Collision resistance: the possible from the impossible
A hash is a basic algorithm. It has an input and an output under a single format. If the input has a minimal change, be it a comma or an accent, the output will be totally different.
In cryptography, collision resistance refers to the impossibility of 2 different inputs generating the same output. Which, although it seems impossible, mathematically is a possibility that exists. This could translate into two different private keys having access to the same public address.
Currently, the resistance a collision of Ethereum addresses is 2 ^ 80. This indicates that there is a fairly small probability that two different inputs can be created for the same output. Putting it in more visual terms, the value of 2 ^ 80 is a 1 accompanied by another 32 digits.
In perspective, a million trillion (quadrillion ) has 25 digits.
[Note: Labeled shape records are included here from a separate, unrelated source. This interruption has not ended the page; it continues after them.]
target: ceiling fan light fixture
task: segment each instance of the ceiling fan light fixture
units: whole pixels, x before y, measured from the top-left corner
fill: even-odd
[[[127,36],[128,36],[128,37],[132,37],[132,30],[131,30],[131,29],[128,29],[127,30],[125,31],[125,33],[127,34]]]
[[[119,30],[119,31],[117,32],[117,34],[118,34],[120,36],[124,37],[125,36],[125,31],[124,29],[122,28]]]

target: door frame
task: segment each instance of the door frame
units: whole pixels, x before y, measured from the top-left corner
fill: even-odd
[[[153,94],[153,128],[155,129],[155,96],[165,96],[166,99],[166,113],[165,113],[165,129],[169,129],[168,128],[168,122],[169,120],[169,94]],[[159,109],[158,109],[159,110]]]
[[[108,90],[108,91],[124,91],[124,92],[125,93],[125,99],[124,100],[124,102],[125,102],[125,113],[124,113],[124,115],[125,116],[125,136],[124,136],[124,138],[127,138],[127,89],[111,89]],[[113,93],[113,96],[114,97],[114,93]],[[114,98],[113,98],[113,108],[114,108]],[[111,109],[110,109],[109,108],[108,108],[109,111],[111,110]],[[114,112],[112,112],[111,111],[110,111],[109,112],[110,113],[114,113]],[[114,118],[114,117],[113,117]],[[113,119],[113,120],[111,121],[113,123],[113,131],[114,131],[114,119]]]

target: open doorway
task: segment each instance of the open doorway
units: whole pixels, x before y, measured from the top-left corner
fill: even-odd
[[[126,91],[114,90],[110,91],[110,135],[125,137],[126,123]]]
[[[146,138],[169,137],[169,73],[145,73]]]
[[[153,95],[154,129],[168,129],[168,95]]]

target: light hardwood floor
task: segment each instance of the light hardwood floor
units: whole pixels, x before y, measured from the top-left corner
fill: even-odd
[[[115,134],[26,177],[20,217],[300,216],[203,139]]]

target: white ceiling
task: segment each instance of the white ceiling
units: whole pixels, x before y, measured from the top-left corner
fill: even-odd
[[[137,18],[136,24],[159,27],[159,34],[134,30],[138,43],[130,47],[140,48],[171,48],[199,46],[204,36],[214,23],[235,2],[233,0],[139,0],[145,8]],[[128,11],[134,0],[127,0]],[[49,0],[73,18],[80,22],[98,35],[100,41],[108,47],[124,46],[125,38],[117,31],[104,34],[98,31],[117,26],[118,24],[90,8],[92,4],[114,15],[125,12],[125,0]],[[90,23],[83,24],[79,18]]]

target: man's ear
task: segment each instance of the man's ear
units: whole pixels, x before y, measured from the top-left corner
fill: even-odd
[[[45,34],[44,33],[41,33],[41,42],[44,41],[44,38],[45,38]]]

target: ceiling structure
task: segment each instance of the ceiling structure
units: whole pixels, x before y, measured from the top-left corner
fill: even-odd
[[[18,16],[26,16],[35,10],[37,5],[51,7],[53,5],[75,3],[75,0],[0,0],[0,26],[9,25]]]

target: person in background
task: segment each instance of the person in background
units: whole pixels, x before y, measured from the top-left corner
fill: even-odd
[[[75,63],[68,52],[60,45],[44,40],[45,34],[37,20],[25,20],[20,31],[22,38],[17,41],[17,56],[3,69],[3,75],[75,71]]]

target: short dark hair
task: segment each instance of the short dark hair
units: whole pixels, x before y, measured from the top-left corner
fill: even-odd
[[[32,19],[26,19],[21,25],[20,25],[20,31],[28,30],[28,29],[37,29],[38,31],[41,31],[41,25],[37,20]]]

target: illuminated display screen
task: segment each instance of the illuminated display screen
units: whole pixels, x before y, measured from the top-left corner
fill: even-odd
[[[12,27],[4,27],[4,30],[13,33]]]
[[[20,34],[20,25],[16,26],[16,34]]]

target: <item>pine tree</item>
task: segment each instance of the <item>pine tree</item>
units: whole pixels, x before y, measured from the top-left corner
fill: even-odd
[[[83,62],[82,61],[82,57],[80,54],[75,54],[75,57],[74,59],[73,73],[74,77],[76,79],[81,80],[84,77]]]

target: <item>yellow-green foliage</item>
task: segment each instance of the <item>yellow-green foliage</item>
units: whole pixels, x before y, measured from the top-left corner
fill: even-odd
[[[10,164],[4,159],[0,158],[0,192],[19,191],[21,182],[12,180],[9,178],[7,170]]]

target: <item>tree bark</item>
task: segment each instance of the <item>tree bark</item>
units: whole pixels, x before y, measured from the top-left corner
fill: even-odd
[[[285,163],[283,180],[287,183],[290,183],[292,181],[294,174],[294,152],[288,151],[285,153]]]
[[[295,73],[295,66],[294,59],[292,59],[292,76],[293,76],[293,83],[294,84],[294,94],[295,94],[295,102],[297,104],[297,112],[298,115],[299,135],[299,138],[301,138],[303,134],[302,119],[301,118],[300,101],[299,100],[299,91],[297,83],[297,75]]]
The new update is intended to increase the impossibility to 2 ^ 160. Bitcoin currently has a collision resistance of 2 ^ 90.
Of course, although it is a present dilemma, being vulnerable to an attack of this nature requires that the attacker have very advanced knowledge in cryptography, in addition to having a super computer that allows executing such a number of iterations, until the corresponding hash entries are found.
Protection against quantum computing
Within the forum in which Vitalik’s proposal was published, a user inquired that the improvement proposal should go hand in hand as protection against a potential surprise from quantum computing. As CriptoNoticias already reported on the alleged quantum supremacy declared by Google. This is because, if true, quantum computing would imply an exponential growth in current computing power, which would break not only the private keys of cryptocurrencies, but also the cryptography of the Internet as we know it.
Vitalik asserted, answering the user’s question, that addresses of even 26 bytes are sufficient for the era postquantic .
At the end of the proposal, Buterin leaves open the alternative of, that, although the addresses of 32 bytes are not accepted, a 20-byte scheme is used.
These will be used in a divided format: 15 bytes for the address scheme and the remaining 5 to set an identification, which will allow to validate that the owner of the address is a single private key. The identifier would be the same as it would be set in the proposed 32-byte addresses.